エバは「自然言語会話サービス」が可能。 WeChat(微信)をはじめ、インターネットチャンネルやモバイル文字サービス、オンラインサービスなど、従来のアプリケーションにも適用でき、使用者のための相談サービスも立ち上げられている。ユーザーの不満を都度処理し、情報を分析調査するなどさまざまな苦情や仕事を処理する「24時間体制」のオンラインサービスが可能になった。今後、徐々にサービスを向上させる狙いだ。
ロボットの学習能力に基づいて、エバは様々な状況で活用することができる。 例えば、質問を聞き返したり、事実を確認する形で顧客の意図を正確に理解する。言語速度など様々な情報をもとに、顧客の感情と状況を診断・分析することができる。さらには料金の支払いもできるだけでなく、翻訳も可能だ。
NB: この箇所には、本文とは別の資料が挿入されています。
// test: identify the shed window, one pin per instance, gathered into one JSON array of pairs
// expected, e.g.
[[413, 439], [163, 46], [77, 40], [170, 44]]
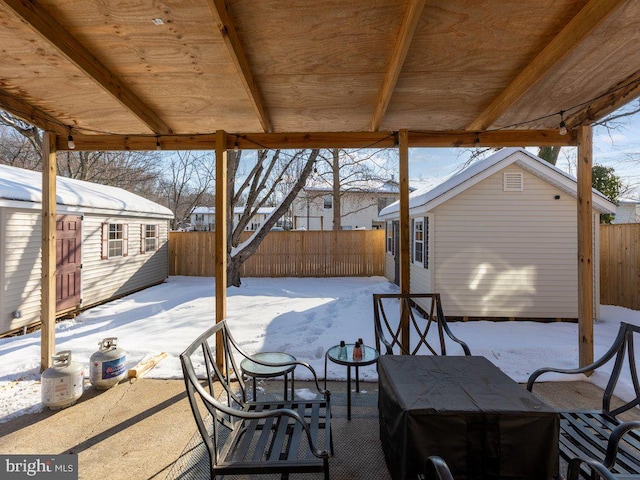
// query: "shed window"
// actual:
[[114, 240], [150, 238], [390, 237], [512, 182], [418, 241]]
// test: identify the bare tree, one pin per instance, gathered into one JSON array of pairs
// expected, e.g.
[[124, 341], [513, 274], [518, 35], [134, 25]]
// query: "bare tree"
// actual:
[[186, 182], [271, 170], [346, 172]]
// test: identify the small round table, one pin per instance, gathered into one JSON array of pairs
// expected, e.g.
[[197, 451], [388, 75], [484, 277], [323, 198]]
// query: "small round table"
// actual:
[[256, 370], [369, 356]]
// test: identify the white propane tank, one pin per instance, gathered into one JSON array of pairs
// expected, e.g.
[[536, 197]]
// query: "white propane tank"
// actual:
[[63, 382], [108, 365]]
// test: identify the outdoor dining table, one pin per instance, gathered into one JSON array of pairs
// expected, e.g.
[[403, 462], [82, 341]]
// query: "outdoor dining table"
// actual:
[[465, 410]]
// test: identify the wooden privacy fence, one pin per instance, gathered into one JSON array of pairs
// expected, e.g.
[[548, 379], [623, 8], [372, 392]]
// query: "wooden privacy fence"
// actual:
[[344, 253], [620, 265]]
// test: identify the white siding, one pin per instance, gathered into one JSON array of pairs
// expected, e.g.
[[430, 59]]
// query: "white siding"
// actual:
[[103, 279], [20, 257], [507, 254], [21, 268]]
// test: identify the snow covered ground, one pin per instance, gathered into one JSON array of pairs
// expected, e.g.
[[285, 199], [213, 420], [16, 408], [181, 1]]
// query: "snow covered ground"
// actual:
[[302, 316]]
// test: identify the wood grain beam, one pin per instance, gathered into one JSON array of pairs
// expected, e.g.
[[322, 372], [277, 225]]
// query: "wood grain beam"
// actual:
[[48, 267], [30, 114], [623, 93], [257, 141], [221, 239], [585, 246], [53, 32], [232, 40], [407, 30], [572, 35]]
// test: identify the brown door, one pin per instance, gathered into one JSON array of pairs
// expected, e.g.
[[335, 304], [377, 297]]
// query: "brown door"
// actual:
[[68, 261]]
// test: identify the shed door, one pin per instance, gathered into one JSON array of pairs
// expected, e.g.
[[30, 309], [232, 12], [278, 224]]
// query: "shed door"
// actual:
[[68, 261]]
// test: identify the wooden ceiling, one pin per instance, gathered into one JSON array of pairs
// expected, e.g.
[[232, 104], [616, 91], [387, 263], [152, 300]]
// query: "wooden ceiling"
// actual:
[[290, 73]]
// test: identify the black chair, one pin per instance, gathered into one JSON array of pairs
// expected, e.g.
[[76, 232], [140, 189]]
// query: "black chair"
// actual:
[[252, 437], [435, 468], [598, 435], [392, 310]]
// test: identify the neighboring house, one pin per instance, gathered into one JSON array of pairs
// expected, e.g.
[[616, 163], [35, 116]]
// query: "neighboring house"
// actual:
[[627, 211], [109, 243], [360, 205], [498, 240], [203, 218]]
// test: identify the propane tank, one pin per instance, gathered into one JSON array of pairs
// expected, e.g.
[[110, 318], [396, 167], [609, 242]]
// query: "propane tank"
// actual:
[[63, 382], [107, 365]]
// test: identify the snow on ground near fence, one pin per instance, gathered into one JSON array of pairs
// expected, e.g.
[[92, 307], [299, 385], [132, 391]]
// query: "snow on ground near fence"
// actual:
[[302, 316]]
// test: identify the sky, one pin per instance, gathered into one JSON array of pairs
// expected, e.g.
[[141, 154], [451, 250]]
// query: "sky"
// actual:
[[301, 316], [618, 148]]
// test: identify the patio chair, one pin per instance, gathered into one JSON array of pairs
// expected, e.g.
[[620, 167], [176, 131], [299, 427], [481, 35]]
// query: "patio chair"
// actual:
[[598, 435], [252, 437], [390, 308]]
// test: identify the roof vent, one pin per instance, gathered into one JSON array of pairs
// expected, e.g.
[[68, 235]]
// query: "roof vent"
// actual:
[[512, 182]]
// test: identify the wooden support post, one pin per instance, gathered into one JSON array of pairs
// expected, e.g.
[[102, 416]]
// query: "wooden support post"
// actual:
[[221, 237], [48, 274], [585, 246], [405, 261]]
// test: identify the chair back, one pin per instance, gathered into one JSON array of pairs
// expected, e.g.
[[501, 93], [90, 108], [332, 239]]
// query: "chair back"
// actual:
[[201, 372], [410, 324]]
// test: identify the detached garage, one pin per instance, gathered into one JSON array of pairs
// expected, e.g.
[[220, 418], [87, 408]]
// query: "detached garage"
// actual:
[[498, 240], [109, 243]]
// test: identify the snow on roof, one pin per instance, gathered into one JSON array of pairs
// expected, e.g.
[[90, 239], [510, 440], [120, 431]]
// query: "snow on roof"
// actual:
[[470, 175], [212, 210], [20, 185]]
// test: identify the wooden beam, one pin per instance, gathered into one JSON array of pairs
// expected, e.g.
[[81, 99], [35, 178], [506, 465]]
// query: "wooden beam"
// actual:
[[585, 246], [571, 36], [221, 237], [48, 273], [30, 114], [232, 40], [621, 94], [405, 234], [45, 25], [257, 141], [412, 16]]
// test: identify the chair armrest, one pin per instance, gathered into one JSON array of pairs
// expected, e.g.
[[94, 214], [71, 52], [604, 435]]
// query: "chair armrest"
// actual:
[[435, 468], [573, 470], [614, 440], [613, 350]]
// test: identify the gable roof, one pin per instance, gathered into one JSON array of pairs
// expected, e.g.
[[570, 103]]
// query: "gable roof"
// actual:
[[22, 188], [425, 200]]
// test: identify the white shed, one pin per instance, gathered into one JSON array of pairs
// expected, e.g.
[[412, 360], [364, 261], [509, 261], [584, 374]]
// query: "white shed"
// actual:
[[109, 242], [498, 240]]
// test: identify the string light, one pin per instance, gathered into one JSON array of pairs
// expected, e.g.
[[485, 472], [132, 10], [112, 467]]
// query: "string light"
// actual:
[[563, 126], [70, 143]]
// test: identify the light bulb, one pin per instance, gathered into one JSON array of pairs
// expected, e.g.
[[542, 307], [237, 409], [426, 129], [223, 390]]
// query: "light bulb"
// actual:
[[563, 128]]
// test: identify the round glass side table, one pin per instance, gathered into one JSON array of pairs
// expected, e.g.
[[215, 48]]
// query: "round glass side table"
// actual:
[[256, 370], [369, 356]]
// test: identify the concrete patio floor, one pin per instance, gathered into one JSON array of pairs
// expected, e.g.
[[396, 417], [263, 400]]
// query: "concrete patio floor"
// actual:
[[138, 430]]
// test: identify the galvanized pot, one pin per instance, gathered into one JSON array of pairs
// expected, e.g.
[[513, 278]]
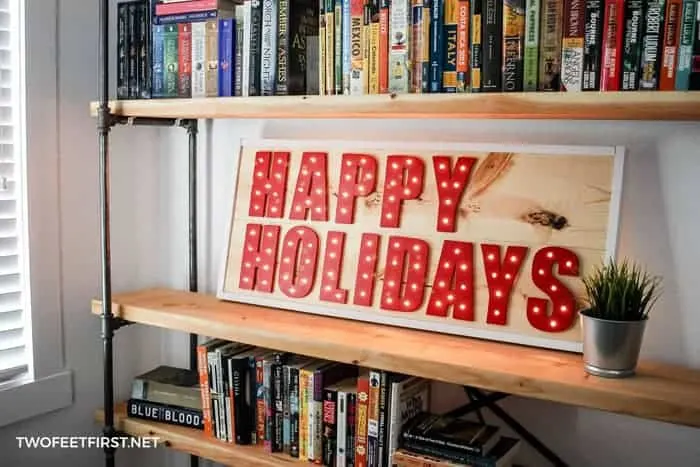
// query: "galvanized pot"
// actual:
[[611, 348]]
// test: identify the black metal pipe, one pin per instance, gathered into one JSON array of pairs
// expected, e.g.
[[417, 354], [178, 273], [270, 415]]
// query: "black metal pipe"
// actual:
[[104, 124], [523, 432], [191, 126]]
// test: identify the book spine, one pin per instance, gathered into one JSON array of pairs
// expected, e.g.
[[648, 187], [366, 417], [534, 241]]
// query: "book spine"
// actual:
[[373, 420], [238, 50], [652, 38], [492, 43], [283, 34], [304, 413], [513, 45], [255, 47], [199, 51], [184, 68], [462, 46], [171, 415], [572, 46], [122, 52], [294, 412], [361, 410], [178, 8], [225, 84], [550, 45], [632, 50], [611, 75], [203, 370], [373, 51], [268, 50], [437, 13], [357, 63], [685, 44], [449, 56], [532, 44], [341, 433], [592, 48], [475, 46], [384, 46], [667, 75], [330, 427]]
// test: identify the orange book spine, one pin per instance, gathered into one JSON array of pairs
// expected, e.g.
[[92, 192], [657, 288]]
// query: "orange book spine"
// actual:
[[203, 369]]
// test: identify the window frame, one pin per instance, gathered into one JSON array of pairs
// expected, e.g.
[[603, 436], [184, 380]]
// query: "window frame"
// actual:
[[48, 385]]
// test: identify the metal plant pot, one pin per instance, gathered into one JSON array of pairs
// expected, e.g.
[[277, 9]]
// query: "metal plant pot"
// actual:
[[611, 348]]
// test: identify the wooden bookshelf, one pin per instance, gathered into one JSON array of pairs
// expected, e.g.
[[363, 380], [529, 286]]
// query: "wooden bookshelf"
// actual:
[[639, 105], [193, 441], [660, 392]]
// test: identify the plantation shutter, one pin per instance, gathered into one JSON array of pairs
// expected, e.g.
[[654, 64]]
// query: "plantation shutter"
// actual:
[[14, 341]]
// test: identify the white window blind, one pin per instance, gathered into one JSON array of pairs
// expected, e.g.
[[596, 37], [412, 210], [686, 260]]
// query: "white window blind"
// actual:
[[14, 333]]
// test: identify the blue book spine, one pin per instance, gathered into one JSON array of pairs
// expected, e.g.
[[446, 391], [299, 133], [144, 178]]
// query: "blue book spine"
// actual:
[[437, 13], [347, 52], [158, 61], [226, 57], [186, 17]]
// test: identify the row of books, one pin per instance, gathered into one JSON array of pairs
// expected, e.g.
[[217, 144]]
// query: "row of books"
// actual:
[[315, 410], [211, 48]]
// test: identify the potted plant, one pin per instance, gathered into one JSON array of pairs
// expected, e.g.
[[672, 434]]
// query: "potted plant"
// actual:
[[619, 298]]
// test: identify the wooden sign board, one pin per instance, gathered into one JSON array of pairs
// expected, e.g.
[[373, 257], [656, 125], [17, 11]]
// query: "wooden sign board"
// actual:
[[488, 241]]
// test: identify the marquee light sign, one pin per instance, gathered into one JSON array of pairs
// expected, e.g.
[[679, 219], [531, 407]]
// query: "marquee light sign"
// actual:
[[488, 241]]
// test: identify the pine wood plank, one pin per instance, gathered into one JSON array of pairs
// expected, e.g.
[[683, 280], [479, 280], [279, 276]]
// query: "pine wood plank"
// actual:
[[193, 441], [667, 105], [659, 391]]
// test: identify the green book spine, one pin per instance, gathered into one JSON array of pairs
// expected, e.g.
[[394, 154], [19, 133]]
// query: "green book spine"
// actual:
[[685, 45], [171, 60], [532, 44]]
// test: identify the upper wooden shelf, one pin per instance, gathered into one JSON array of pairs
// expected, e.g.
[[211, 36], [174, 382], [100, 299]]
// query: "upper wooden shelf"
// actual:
[[658, 391], [639, 105]]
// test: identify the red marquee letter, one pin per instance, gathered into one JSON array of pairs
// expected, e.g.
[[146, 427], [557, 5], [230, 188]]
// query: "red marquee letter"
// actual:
[[358, 177], [258, 259], [299, 257], [403, 180], [332, 263], [453, 285], [366, 269], [450, 185], [311, 192], [269, 184], [500, 278], [410, 254], [563, 314]]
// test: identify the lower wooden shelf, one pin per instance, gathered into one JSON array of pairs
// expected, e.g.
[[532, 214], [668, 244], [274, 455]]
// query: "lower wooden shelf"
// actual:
[[195, 442]]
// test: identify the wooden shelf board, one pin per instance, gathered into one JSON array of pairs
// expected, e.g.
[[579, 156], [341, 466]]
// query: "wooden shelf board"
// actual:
[[658, 391], [195, 442], [638, 105]]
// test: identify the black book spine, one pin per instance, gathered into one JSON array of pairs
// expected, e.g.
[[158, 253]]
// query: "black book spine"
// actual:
[[132, 55], [492, 45], [330, 402], [652, 41], [283, 24], [294, 412], [592, 45], [632, 44], [181, 416], [255, 46], [122, 52]]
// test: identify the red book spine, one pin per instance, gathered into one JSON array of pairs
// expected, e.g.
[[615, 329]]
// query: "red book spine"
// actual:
[[203, 367], [361, 411], [613, 32], [179, 8], [383, 49], [667, 76]]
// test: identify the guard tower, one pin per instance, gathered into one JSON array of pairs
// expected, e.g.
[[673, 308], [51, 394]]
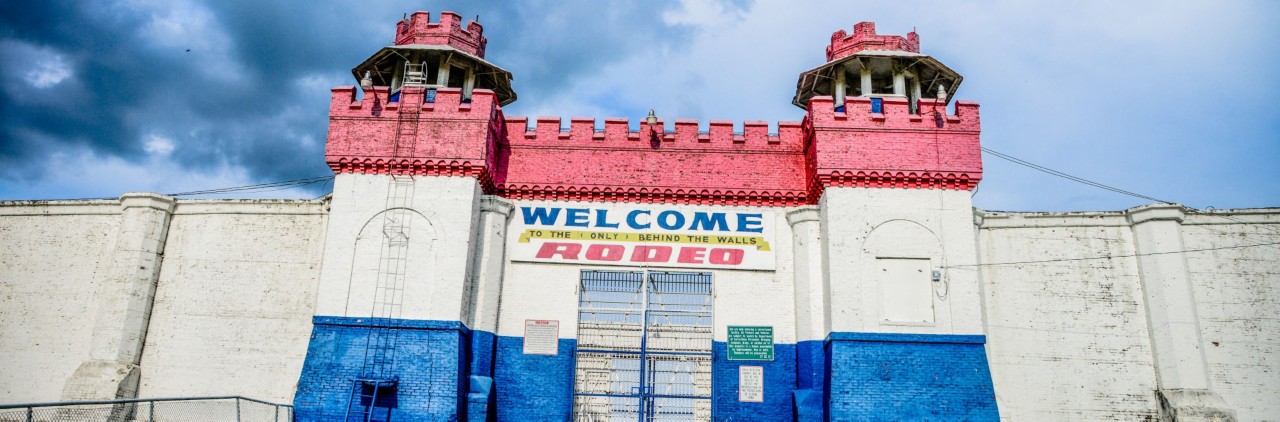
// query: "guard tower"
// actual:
[[894, 173], [391, 336], [865, 64], [435, 55]]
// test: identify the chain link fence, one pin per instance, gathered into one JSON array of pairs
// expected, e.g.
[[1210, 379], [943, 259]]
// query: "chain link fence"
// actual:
[[195, 409]]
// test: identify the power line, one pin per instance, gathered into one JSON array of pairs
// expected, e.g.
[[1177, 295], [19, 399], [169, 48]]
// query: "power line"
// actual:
[[248, 188], [1114, 256], [261, 187], [1101, 186]]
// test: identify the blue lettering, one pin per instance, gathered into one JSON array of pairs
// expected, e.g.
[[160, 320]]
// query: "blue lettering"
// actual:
[[663, 220], [539, 215], [749, 223], [709, 221], [635, 224], [602, 219], [576, 216]]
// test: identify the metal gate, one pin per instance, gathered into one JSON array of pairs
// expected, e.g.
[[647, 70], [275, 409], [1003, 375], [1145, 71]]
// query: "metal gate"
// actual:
[[644, 347]]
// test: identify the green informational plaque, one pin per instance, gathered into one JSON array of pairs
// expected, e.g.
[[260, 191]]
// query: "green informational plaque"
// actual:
[[750, 343]]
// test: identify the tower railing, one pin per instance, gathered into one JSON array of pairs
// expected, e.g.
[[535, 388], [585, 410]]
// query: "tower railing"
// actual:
[[196, 409]]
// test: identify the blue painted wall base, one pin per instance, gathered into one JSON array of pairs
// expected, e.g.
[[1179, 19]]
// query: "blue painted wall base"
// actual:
[[448, 372], [432, 365], [533, 386], [908, 377]]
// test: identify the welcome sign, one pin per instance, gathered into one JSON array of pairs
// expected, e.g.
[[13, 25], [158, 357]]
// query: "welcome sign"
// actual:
[[644, 237]]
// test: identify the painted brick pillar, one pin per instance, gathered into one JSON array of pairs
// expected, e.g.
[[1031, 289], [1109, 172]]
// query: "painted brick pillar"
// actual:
[[1182, 372], [124, 302], [489, 260], [905, 338], [810, 302]]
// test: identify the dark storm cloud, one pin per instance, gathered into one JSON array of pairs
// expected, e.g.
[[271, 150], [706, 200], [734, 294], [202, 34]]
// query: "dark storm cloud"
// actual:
[[252, 90]]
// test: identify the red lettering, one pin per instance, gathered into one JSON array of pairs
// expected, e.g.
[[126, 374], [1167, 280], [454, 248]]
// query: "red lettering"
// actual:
[[649, 253], [722, 256], [690, 255], [604, 252], [568, 251]]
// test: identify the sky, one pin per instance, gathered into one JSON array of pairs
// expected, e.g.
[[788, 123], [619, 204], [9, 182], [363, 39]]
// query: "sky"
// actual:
[[1174, 100]]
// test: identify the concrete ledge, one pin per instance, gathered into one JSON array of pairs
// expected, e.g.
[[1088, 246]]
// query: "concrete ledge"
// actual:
[[389, 322], [906, 338], [1156, 212]]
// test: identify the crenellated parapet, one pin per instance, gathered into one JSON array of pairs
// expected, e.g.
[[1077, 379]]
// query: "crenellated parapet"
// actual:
[[607, 160], [864, 37], [420, 30], [895, 148]]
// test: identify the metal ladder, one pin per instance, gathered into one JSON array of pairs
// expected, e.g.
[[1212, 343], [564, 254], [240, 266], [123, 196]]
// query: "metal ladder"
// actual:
[[378, 377]]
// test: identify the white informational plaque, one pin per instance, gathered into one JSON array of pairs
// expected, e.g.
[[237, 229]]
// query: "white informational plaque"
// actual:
[[542, 336], [750, 384]]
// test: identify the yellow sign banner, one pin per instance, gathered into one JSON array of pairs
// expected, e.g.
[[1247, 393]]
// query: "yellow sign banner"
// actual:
[[718, 239]]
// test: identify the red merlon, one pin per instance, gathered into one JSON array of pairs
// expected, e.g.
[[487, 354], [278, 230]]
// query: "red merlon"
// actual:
[[452, 138], [680, 166], [853, 148], [864, 39], [447, 32]]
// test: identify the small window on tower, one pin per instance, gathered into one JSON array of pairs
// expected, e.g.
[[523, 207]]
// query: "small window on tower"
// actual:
[[433, 72], [456, 77]]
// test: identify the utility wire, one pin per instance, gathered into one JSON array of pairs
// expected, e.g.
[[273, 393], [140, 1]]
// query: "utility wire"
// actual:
[[261, 187], [1112, 256], [1097, 184], [1064, 175], [250, 188]]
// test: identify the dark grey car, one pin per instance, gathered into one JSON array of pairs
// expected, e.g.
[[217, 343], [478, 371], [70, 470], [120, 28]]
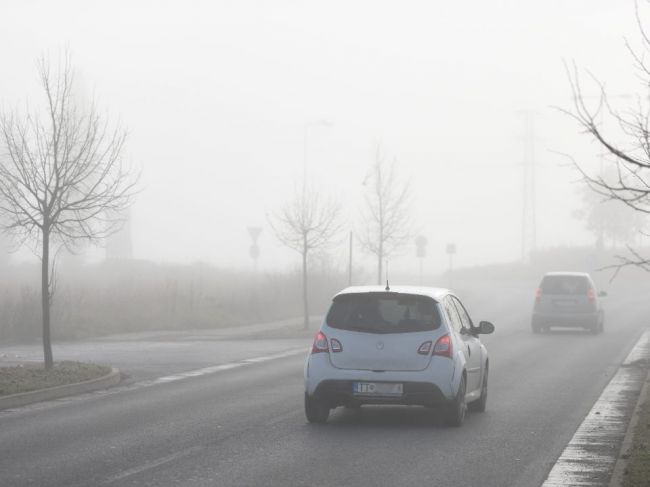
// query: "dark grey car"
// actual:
[[568, 299]]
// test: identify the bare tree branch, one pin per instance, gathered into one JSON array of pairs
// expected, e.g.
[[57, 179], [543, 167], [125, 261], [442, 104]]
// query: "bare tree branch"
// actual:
[[62, 178], [387, 224], [307, 223]]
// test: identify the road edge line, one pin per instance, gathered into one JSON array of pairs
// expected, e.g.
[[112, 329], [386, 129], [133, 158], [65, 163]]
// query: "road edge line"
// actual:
[[622, 461], [595, 446]]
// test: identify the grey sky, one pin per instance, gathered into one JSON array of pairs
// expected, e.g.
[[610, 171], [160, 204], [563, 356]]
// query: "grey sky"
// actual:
[[218, 97]]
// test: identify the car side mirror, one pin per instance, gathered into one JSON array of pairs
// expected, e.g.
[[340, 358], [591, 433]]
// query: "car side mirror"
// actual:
[[485, 328]]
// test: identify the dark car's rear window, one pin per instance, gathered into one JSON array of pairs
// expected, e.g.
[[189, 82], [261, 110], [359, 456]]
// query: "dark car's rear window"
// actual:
[[383, 313], [572, 285]]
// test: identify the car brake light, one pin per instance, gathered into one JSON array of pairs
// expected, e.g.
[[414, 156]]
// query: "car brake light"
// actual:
[[443, 347], [320, 343]]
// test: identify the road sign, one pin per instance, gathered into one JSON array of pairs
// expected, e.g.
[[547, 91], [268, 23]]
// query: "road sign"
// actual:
[[420, 246]]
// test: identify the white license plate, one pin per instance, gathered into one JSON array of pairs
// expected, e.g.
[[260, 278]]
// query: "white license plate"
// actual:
[[563, 303], [378, 388]]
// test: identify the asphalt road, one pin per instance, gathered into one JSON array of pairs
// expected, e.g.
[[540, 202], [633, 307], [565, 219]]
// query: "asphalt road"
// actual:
[[245, 426]]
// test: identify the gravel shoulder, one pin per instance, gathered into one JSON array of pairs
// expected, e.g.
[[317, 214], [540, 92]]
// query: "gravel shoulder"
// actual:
[[22, 378]]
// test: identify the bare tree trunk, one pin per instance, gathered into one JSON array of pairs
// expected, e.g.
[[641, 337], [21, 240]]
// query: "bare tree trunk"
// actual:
[[45, 300], [380, 253], [380, 258], [304, 289]]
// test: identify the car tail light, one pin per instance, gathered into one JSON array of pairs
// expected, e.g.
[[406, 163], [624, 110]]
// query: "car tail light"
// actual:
[[320, 343], [443, 347]]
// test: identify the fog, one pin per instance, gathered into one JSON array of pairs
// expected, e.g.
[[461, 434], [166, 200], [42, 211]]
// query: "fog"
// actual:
[[230, 104]]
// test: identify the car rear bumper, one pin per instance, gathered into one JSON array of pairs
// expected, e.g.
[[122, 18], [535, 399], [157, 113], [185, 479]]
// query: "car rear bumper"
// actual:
[[587, 320], [340, 393], [436, 383]]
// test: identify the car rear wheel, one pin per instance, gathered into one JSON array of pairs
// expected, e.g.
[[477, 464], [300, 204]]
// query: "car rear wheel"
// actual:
[[316, 411], [455, 413], [480, 403]]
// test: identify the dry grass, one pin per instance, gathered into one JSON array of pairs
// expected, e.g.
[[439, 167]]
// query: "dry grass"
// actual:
[[26, 378], [637, 472]]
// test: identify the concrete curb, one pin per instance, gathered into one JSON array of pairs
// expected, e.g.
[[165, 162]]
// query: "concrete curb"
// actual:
[[591, 455], [25, 398], [621, 462]]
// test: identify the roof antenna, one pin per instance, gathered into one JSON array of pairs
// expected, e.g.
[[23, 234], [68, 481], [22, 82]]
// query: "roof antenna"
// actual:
[[387, 286]]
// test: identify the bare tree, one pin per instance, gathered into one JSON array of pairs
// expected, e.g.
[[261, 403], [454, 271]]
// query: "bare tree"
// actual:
[[386, 212], [62, 178], [626, 142], [306, 223], [609, 219]]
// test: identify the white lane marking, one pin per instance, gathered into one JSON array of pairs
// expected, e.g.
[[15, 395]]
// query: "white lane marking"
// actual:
[[590, 456], [222, 367], [153, 464]]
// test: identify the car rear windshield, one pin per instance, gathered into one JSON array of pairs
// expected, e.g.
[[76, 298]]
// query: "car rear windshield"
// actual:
[[383, 313], [572, 285]]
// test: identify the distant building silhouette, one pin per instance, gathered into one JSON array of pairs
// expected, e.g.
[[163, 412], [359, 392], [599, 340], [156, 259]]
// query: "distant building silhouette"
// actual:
[[119, 245]]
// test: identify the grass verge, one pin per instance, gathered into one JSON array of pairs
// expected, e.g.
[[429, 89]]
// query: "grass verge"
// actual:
[[16, 379], [637, 471]]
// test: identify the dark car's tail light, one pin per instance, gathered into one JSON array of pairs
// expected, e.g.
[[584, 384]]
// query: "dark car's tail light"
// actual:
[[320, 344], [443, 347]]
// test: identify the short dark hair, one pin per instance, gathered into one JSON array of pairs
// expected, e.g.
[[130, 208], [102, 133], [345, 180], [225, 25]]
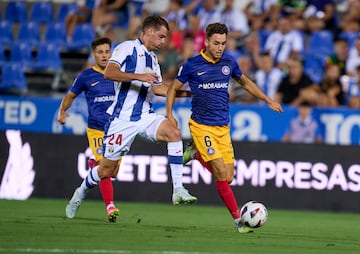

日常会話をはじめ、天気や地理などを中国語だけでなく、英語などいろいろな言語に翻訳することができる。
また、企業を対象にしたワンストップ・ソリューションも提供している。 オンラインで企業から要求を受ければ、即座にロボットが商品のプラットフォームとしての役割を果たし、知識財産権保護などもサポートする。
チャイナモバイルは、中国31の省に五万人を超えるサービス拠点を持っており、これまで10年あまり技術開発だけでなく、運営サービスそのものにも研究を費やしてきた。エバはすでにチャイナモバイルのすべてのサービスに適用されており、全体のネットワークサービス拠点や、サービス店の利用者が月平均1000万人を超えている。一方でエバの識別能力も90%を超えているという。
チャイナモバイルが提供しているデータによると、2016年にエバが適用され始めて以来、1億1000万元(約18億6125万円)を超える人件費削減に成功したそうだ。チャイナモバイル側は、原価を下げて効率を高め、さらなる利益拡大を促す新たなサービスとして、人工知能を活用する「スマートサービス産業」に自信を見せている。